This is the mail archive of the
gcc-patches@gcc.gnu.org
mailing list for the GCC project.
[patch] PR39077
- From: Steven Bosscher <stevenb dot gcc at gmail dot com>
- To: Jeff Law <law at redhat dot com>, GCC Patches <gcc-patches at gcc dot gnu dot org>
- Date: Sat, 20 Feb 2010 18:43:27 +0100
- Subject: [patch] PR39077
Hi,
RTL PRE is based on lazy code motion, an algorithm that automatically
handles partial-partial redundancies (partially available, partially
anticipated). This can lead to the inserting of O(N_incoming_edges**2)
new expressions i.e. code explosion,
The attached patch uses a big hammer to fix this problem. In Jeff's
words: "It's overkill, but overkill I can live with".

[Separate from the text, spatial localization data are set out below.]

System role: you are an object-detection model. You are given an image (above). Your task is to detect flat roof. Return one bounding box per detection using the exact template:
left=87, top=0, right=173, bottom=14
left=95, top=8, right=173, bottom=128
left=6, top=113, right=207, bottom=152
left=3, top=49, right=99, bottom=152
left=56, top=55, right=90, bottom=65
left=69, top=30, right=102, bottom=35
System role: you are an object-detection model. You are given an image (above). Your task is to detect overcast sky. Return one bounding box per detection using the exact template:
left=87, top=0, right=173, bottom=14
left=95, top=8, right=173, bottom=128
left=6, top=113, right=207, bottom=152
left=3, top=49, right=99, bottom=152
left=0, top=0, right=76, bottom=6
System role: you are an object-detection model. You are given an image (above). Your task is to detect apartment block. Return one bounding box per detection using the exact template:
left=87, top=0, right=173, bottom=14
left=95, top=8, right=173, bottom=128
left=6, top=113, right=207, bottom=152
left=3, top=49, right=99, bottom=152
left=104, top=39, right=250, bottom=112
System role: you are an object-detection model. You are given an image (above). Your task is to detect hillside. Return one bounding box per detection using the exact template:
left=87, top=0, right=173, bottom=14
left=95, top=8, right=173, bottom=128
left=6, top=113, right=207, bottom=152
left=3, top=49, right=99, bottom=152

Bootstrapped&tested on ia64-unknown-linux-gnu. I have no suitable test
case for the test suite, unfortunately.
OK for trunk?
Ciao!
Steven
* params.def (PARAM_MAX_GCSE_PRE_INCOMING_EDGES: New param.
* params.h (MAX_GCSE_PRE_INCOMING_EDGES): Shorthand for it.
* doc/invoke.texi: Document it.
* gcse.c (compute_pre_data): Make all expressions not anticpated
and not transparent if there are more incoming edges than the
value of the new param.
Index: doc/invoke.texi
===================================================================
--- doc/invoke.texi (revision 156926)
+++ doc/invoke.texi (working copy)
@@ -7913,6 +7913,16 @@ order to perform the global common subex
optimization. If more memory than specified is required, the
optimization will not be done.
+@item max-gcse-pre-incoming-edges
+If a basic block has more incoming edges than the value of this
+parameter, then RTL PRE will not insert new computations in the
+predecessors of that basic block. These insertions may be necessary
+to eliminate a partial redundant computation, but in unusual
+cases (when a computation is partially available and partially
+anticipated) this can lead to an explosion of inserted computations
+and severe pessimization of the code
+The default value is 20.
+
@item max-pending-list-length
The maximum number of pending dependencies scheduling will allow
before flushing the current state and starting over. Large functions
Index: params.h
===================================================================
--- params.h (revision 156926)
+++ params.h (working copy)
@@ -121,6 +121,8 @@ typedef enum compiler_param
PARAM_VALUE (PARAM_MAX_PENDING_LIST_LENGTH)
#define MAX_GCSE_MEMORY \
((size_t) PARAM_VALUE (PARAM_MAX_GCSE_MEMORY))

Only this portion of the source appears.